Bangladesh (probable): 1 Tamim Iqbal, 2 Liton Das, 3 Imrul Kayes, 4 Mushfiqur Rahim (wk), 5 Shakib Al Hasan, 6 Soumya Sarkar, 7 Mahmudullah, 8 Mehidy Hasan, 9 Mashrafe Mortaza (capt), 10 Rubel Hossain, 11 Mustafizur Rahman
West Indies have batsmen Chandrapaul Hemraj and Sunil Ambris, allrounder Carlos Brathwaite and left-arm spinner Fabien Allen to choose from, if they are looking to shake up things for the second game.
West Indies (probable): 1 Kieran Powell, 2 Shai Hope (wk), 3 Darren Bravo, 4 Marlon Samuels, 5 Shimron Hetmyer, 6 Roston Chase, 7 Rovman Powell (capt), 8 Keemo Paul, 9 Devendra Bishoo, 10 Kemar Roach, 11 Oshane Thomas
Pitch and conditions
West Indies’ struggle on Sunday was not indicative that the pitch at Shere Bangla National Stadium is bowler-friendly. Bangladesh certainly showed that batting with a bit more purpose can pay off. Dew is unlikely to be an issue, neither is the weather.
Stats and trivia
Bangladesh won the first ODI with 14.5 overs to spare, their second-biggest margin of victory over West Indies in terms of balls remaining. The largest is 180, from when they chased down a target of 62 in Chittagong in 2011.
Mushfiqur Rahim has moved past Chris Gayle as the highest run-getter in Bangladesh-West Indies ODIs. He has now scored 670 runs in 20 matches, averaging 41.87.
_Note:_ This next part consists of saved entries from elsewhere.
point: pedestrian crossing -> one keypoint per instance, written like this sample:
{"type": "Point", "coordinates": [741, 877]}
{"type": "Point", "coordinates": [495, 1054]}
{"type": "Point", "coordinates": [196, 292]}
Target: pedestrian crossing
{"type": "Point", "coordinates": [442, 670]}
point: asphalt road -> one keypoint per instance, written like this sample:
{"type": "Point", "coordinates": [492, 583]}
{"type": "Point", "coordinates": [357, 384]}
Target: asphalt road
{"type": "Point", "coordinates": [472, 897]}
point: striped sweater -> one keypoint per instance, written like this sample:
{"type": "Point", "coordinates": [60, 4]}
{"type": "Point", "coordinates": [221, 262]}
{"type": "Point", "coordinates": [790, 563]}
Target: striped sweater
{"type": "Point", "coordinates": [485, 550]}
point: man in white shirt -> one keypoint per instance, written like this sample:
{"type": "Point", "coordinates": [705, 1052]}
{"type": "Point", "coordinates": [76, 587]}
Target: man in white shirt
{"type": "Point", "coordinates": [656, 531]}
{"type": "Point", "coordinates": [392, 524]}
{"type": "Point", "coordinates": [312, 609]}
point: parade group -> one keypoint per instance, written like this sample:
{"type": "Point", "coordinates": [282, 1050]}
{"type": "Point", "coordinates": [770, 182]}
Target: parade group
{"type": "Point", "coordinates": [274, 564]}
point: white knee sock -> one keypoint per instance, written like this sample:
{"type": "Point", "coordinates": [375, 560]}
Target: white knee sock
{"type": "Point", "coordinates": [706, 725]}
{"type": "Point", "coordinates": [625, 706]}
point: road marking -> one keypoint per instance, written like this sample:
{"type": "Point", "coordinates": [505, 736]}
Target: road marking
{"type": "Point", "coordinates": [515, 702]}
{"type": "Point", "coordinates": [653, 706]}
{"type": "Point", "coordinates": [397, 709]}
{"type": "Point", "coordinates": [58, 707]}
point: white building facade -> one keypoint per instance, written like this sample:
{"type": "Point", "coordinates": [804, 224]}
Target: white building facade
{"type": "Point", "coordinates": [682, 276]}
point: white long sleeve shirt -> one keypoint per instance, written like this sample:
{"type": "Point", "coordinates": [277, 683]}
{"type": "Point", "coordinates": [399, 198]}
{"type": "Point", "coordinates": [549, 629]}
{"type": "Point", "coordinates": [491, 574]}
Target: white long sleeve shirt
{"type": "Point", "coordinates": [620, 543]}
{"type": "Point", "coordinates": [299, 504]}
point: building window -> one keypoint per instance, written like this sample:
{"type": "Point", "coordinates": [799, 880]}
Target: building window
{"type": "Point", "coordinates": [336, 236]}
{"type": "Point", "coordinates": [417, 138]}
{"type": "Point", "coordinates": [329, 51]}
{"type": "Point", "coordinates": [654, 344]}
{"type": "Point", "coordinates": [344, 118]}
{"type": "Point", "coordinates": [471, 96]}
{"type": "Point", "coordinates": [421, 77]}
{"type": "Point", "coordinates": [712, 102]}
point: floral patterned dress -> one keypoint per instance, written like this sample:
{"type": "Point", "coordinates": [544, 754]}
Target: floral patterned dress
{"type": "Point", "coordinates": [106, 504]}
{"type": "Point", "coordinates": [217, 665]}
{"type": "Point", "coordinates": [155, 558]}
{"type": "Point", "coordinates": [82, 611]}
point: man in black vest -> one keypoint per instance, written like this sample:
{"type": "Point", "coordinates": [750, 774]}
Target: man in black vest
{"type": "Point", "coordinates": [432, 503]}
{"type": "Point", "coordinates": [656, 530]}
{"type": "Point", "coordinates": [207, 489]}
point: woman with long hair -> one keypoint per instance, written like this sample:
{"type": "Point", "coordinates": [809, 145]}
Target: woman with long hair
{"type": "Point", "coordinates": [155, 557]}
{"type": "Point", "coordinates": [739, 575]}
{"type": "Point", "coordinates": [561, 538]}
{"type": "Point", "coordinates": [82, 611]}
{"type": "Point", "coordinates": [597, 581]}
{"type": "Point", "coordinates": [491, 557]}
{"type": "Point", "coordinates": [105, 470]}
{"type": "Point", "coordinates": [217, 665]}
“I think we go back to the drawing board, we look at our plans and we will look at where we fell down in the [first] match and improve on that. I will never say that the series is over. We are going to come back strong. We know the guys will be up for the challenge, so we are looking forward to the next game.” West Indies allrounder Roston Chase on whether Bangladesh are primed for a series win.